You need to do closed loop analysis – treating each interruption as an interaction between the interrupter and those interrupted and determining, as a whole, if it was useful to the organization.  Most interruptions are useful to someone, or why would they do it (I propose only a small proportion are careless etiquette transgressions)?  If it’s a matter of self-important timing on the part of the interrupter, consider if there is ever really a “good” time you could push these interruptions to.

4. By playing loose with the definition of “unnecessary”
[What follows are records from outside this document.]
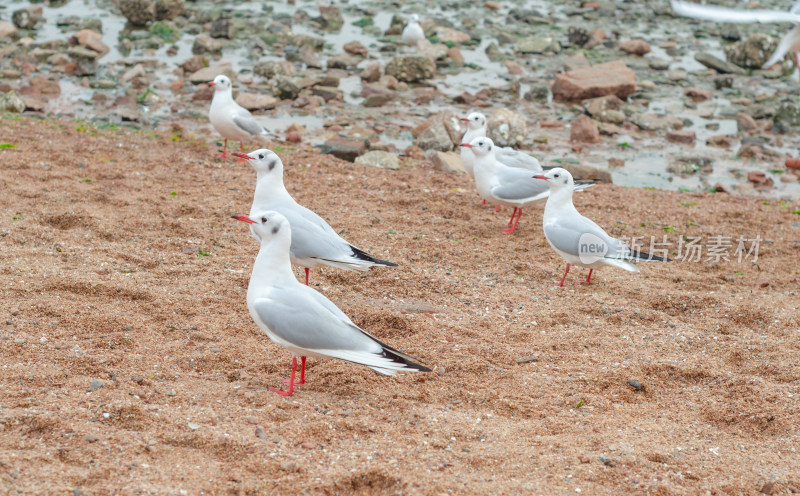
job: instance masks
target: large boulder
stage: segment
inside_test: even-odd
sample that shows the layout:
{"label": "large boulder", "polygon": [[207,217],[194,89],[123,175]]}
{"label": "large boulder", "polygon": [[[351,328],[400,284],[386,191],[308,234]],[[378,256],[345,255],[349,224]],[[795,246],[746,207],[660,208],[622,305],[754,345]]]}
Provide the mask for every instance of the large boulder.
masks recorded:
{"label": "large boulder", "polygon": [[761,69],[777,46],[778,40],[772,36],[756,33],[745,41],[725,45],[722,49],[729,62],[747,69]]}
{"label": "large boulder", "polygon": [[397,154],[381,150],[372,150],[361,155],[356,158],[356,163],[378,169],[397,170],[400,168],[400,159],[397,158]]}
{"label": "large boulder", "polygon": [[156,0],[156,19],[170,21],[186,12],[183,0]]}
{"label": "large boulder", "polygon": [[33,29],[42,20],[43,9],[41,6],[31,6],[15,10],[11,15],[14,25],[20,29]]}
{"label": "large boulder", "polygon": [[436,64],[426,57],[405,55],[392,59],[386,65],[386,74],[394,76],[398,81],[416,83],[432,78],[436,74]]}
{"label": "large boulder", "polygon": [[0,21],[0,38],[13,38],[19,29],[8,21]]}
{"label": "large boulder", "polygon": [[0,96],[0,110],[21,113],[25,111],[25,102],[16,93],[9,91]]}
{"label": "large boulder", "polygon": [[556,76],[553,98],[585,100],[605,95],[627,98],[636,91],[636,74],[620,60],[575,69]]}
{"label": "large boulder", "polygon": [[487,121],[489,138],[498,146],[518,146],[525,142],[528,126],[516,112],[499,108],[489,115]]}
{"label": "large boulder", "polygon": [[437,112],[411,130],[418,147],[443,152],[452,150],[453,145],[459,143],[461,134],[458,118],[449,110]]}
{"label": "large boulder", "polygon": [[117,0],[117,7],[134,26],[144,26],[156,19],[156,4],[150,0]]}

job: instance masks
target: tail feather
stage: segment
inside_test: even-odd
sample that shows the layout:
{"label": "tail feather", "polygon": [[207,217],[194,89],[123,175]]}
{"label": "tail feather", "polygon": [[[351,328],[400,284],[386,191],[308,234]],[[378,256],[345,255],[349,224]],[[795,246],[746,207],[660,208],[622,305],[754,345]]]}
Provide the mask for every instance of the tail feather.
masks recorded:
{"label": "tail feather", "polygon": [[596,184],[597,183],[593,183],[591,181],[575,181],[575,187],[573,188],[573,191],[583,191],[586,188],[595,186]]}
{"label": "tail feather", "polygon": [[637,250],[631,250],[629,259],[641,260],[643,262],[672,262],[671,258],[660,257],[658,255],[651,255],[650,253],[645,253],[643,251],[637,251]]}
{"label": "tail feather", "polygon": [[356,248],[353,245],[350,245],[350,249],[353,250],[353,256],[356,257],[359,260],[364,260],[365,262],[372,262],[372,263],[374,263],[376,265],[385,265],[387,267],[397,267],[396,263],[392,263],[392,262],[389,262],[387,260],[381,260],[379,258],[375,258],[372,255],[370,255],[369,253],[366,253],[366,252],[364,252],[362,250],[359,250],[358,248]]}

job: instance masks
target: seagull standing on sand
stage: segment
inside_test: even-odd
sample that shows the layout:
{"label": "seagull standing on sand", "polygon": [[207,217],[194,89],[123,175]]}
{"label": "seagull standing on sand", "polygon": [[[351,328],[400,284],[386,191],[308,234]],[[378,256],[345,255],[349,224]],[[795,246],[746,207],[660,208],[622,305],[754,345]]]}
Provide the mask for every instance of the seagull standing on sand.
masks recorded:
{"label": "seagull standing on sand", "polygon": [[792,54],[794,63],[800,67],[797,62],[797,52],[800,52],[800,2],[795,2],[788,12],[780,10],[737,10],[726,9],[723,7],[714,7],[710,5],[698,5],[696,3],[682,2],[680,0],[670,0],[672,10],[681,16],[692,17],[694,19],[701,19],[704,21],[714,22],[734,22],[734,23],[774,23],[774,22],[791,22],[794,23],[794,28],[783,35],[778,47],[772,53],[772,56],[762,66],[763,69],[770,67],[783,59],[787,53]]}
{"label": "seagull standing on sand", "polygon": [[401,39],[406,45],[416,45],[418,41],[425,39],[425,31],[419,25],[419,16],[417,14],[411,14],[408,24],[403,28]]}
{"label": "seagull standing on sand", "polygon": [[[295,279],[289,261],[295,228],[286,217],[264,211],[253,217],[233,218],[250,224],[261,239],[247,286],[247,309],[270,339],[292,353],[292,375],[285,381],[288,388],[270,388],[272,391],[291,396],[295,385],[304,384],[309,356],[339,358],[385,375],[395,375],[400,370],[430,372],[416,358],[359,329],[330,300]],[[295,382],[298,356],[300,380]]]}
{"label": "seagull standing on sand", "polygon": [[611,265],[629,272],[639,272],[631,261],[669,262],[669,258],[631,250],[621,239],[612,238],[603,228],[584,217],[572,204],[572,174],[561,167],[534,176],[550,187],[550,198],[544,207],[542,227],[547,242],[567,261],[564,277],[557,286],[564,286],[570,265],[589,267],[586,283],[591,283],[594,269]]}
{"label": "seagull standing on sand", "polygon": [[[256,190],[250,215],[263,210],[277,210],[289,219],[292,226],[291,260],[305,268],[306,285],[309,269],[323,265],[358,271],[379,265],[397,265],[359,250],[336,234],[322,217],[294,201],[283,185],[283,162],[275,152],[262,148],[251,153],[234,152],[233,155],[250,162],[256,170]],[[252,233],[260,240],[255,229]]]}
{"label": "seagull standing on sand", "polygon": [[233,88],[227,76],[220,74],[208,85],[214,88],[208,119],[214,129],[225,138],[225,147],[220,158],[228,156],[228,140],[238,140],[241,150],[244,151],[244,140],[258,138],[264,141],[267,138],[269,131],[256,122],[246,108],[233,100]]}
{"label": "seagull standing on sand", "polygon": [[[467,125],[467,131],[461,138],[462,143],[472,143],[475,138],[486,137],[486,116],[480,112],[473,112],[467,117],[460,119]],[[532,172],[542,172],[542,165],[536,160],[535,157],[528,155],[525,152],[514,150],[508,146],[495,146],[494,155],[498,162],[505,164],[509,167],[517,167],[520,169],[527,169]],[[475,155],[468,149],[461,149],[461,162],[464,164],[464,170],[467,171],[469,177],[475,179],[473,168],[475,167]]]}
{"label": "seagull standing on sand", "polygon": [[[534,179],[531,171],[498,162],[496,147],[491,139],[475,138],[471,143],[461,143],[461,146],[472,150],[475,156],[475,184],[481,196],[498,205],[514,207],[508,228],[501,230],[501,233],[511,234],[517,229],[522,207],[550,195],[547,184]],[[579,191],[592,185],[588,183],[573,187]]]}

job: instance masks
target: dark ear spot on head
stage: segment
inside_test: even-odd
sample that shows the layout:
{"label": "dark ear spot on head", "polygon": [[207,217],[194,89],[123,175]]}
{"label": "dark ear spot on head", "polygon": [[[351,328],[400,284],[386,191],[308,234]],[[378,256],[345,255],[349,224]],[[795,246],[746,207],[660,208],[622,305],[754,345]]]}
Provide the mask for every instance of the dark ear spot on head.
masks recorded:
{"label": "dark ear spot on head", "polygon": [[258,158],[259,158],[259,160],[263,159],[264,158],[264,154],[263,153],[259,153],[258,154]]}
{"label": "dark ear spot on head", "polygon": [[272,234],[277,234],[278,231],[280,231],[280,230],[281,230],[281,226],[275,226],[275,227],[272,228]]}
{"label": "dark ear spot on head", "polygon": [[266,217],[261,217],[261,223],[262,224],[266,224],[267,223],[267,218]]}
{"label": "dark ear spot on head", "polygon": [[492,145],[487,146],[486,149],[487,150],[491,150],[492,149]]}
{"label": "dark ear spot on head", "polygon": [[273,160],[272,162],[269,163],[269,170],[272,170],[274,168],[275,168],[275,161]]}

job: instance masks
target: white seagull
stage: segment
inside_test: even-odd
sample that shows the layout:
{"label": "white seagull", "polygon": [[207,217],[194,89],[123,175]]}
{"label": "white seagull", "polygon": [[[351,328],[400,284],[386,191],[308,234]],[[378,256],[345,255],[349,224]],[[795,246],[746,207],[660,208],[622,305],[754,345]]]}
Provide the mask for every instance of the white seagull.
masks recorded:
{"label": "white seagull", "polygon": [[[305,268],[306,284],[309,269],[323,265],[358,271],[375,266],[397,266],[351,245],[322,217],[294,201],[283,184],[283,162],[275,152],[262,148],[251,153],[234,152],[233,155],[248,161],[256,170],[256,190],[250,215],[263,210],[277,210],[289,219],[292,263]],[[253,236],[259,239],[255,230]]]}
{"label": "white seagull", "polygon": [[425,39],[425,31],[419,25],[419,16],[417,14],[411,14],[408,24],[403,28],[401,39],[406,45],[416,45],[418,41]]}
{"label": "white seagull", "polygon": [[[511,234],[517,228],[519,218],[522,217],[522,207],[550,196],[550,188],[546,183],[537,181],[531,175],[532,171],[509,167],[495,157],[494,143],[491,139],[479,137],[471,143],[461,143],[463,148],[472,150],[475,160],[475,184],[482,197],[507,207],[514,207],[508,228],[500,232]],[[594,183],[584,183],[574,186],[580,191]],[[514,220],[516,216],[517,220]]]}
{"label": "white seagull", "polygon": [[631,250],[621,239],[613,238],[594,221],[581,215],[572,204],[572,174],[561,167],[537,174],[550,187],[550,198],[544,206],[542,227],[547,242],[567,261],[564,277],[557,286],[564,286],[570,265],[589,267],[586,283],[592,282],[594,269],[611,265],[629,272],[639,272],[631,261],[669,262],[666,257]]}
{"label": "white seagull", "polygon": [[208,119],[214,129],[225,138],[225,147],[220,158],[228,156],[228,140],[238,140],[241,150],[244,151],[244,140],[257,138],[264,141],[267,138],[269,131],[256,122],[246,108],[233,100],[233,88],[228,76],[220,74],[208,85],[214,87]]}
{"label": "white seagull", "polygon": [[[485,138],[487,132],[486,116],[480,112],[472,112],[467,117],[460,119],[466,123],[467,131],[461,138],[462,143],[472,143],[475,138]],[[508,146],[494,147],[494,155],[498,162],[505,164],[509,167],[517,167],[526,169],[533,172],[542,172],[542,165],[536,160],[535,157],[528,155],[525,152],[515,150]],[[461,162],[464,164],[464,170],[472,179],[475,179],[475,156],[469,150],[461,149]]]}
{"label": "white seagull", "polygon": [[770,67],[780,62],[783,57],[791,52],[794,58],[794,63],[798,67],[797,52],[800,51],[800,2],[796,2],[788,12],[780,10],[737,10],[726,9],[723,7],[714,7],[710,5],[698,5],[696,3],[682,2],[680,0],[670,0],[672,10],[681,16],[692,17],[694,19],[701,19],[704,21],[714,22],[734,22],[752,24],[758,23],[776,23],[776,22],[791,22],[794,28],[783,35],[778,47],[772,53],[772,56],[767,60],[763,69]]}
{"label": "white seagull", "polygon": [[[292,353],[288,388],[272,391],[291,396],[296,384],[305,383],[306,357],[339,358],[366,365],[385,375],[397,371],[430,372],[406,355],[367,334],[330,300],[299,283],[292,273],[289,246],[295,228],[283,215],[264,211],[255,216],[234,215],[247,222],[261,239],[247,286],[247,309],[270,339]],[[300,380],[295,382],[297,357]]]}

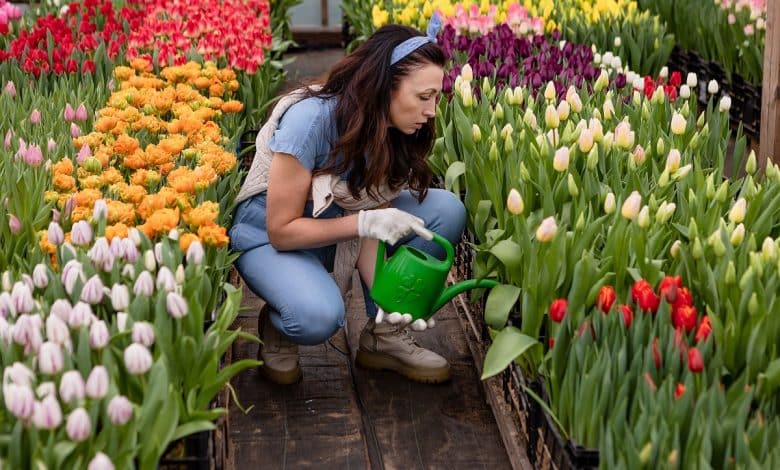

Reversing a question can help validate it.  In this case, ask the question from the other side to see if you get the same answer.  Ask each survey taker how many times they interrupted someone else that day and how many of those were unnecessary.  If the interrupter thinks it was necessary, shouldn’t a conservative estimate give them the benefit of the doubt?  I predict the difference in results between the question that yields $900bn and this one would be enormous.  Only a small portion would be because the interrupter forgets they interrupted someone – the rest is the inaccuracy of the methodology.

In common parlance, any unnecessary activity interrupts a necessary one you’re working on.  Have to stop working on your coding to go to a stupid meeting?  That meeting interrupted your coding.  That’s 1 hour of interruption plus 15 minutes to get back to what I was doing.  If I decide to take a break and look at email, and then get sidetracked by a dumb one?  The email “interrupted” me unnecessarily.  If you want to let survey takers count all unnecessary activities as “unnecessary interruptions” that’s fine, but throwing interruption technology and etiquette solutions against the general problem of business inefficiency is like throwing a pebble at a wall to knock it down.  The survey definitions and the solutions have to use the same definition of “unnecessary”.

5. By comparing against perfect short-term productivity instead of long-term sustainable productivity

Yes, people take breaks and, being social creatures, they often interrupt others to do it with them.  People need breaks.  Even the best runners have to pace themselves for a marathon.  I calculated that optimal performance for the best marathon runner is obtained by running at only about half speed.  What if you spend a bunch of time and effort getting people to eliminate certain time-wasting habits, and they just re-fill that time with other habits because they need or want that time?  It may be worth figuring that out before throwing a lot of time and money away.

So you’ve figured out by now that I don’t buy the $900 billion number and I certainly won’t when it hits a trillion.  Maybe the surprising part if you don’t regularly read my blog is that I’m very much a believer that attention management is a very useful approach and that organizations and individuals can take real steps to manage their attention better (for enterprises see my Enterprise Attention Management conceptual architecture; for individuals my Personal Attention Management tips).  But I also believe in having an accurate picture of costs and benefits.

Another techno-cultural topic I believe in is knowledge management.  KM’s basis tenets were sound- that knowledge (or at least “information” if you don’t want to sound too pompous about it) is an asset just like a factory or an employee and needs to be managed as such.  But KM became a dirty word after a few years of consultants exaggerating the size of the problem and what could be done about it.  It’s taken about a decade for KM to get back on its feet, and only now under new names so as not to arouse those burnt on KM before.  I don’t want this to happen to attention management and information overload too.  It’s a real problem, but a complex one that is impossible to pin a real number on.  And it has real solutions too that can help when recognized problems exist – if you don’t promise too much.

Note: This version has been updated due to a helpful comment from Mark Worth pointing out the shift from quoting “unnecessary interruptions” to “information overload”.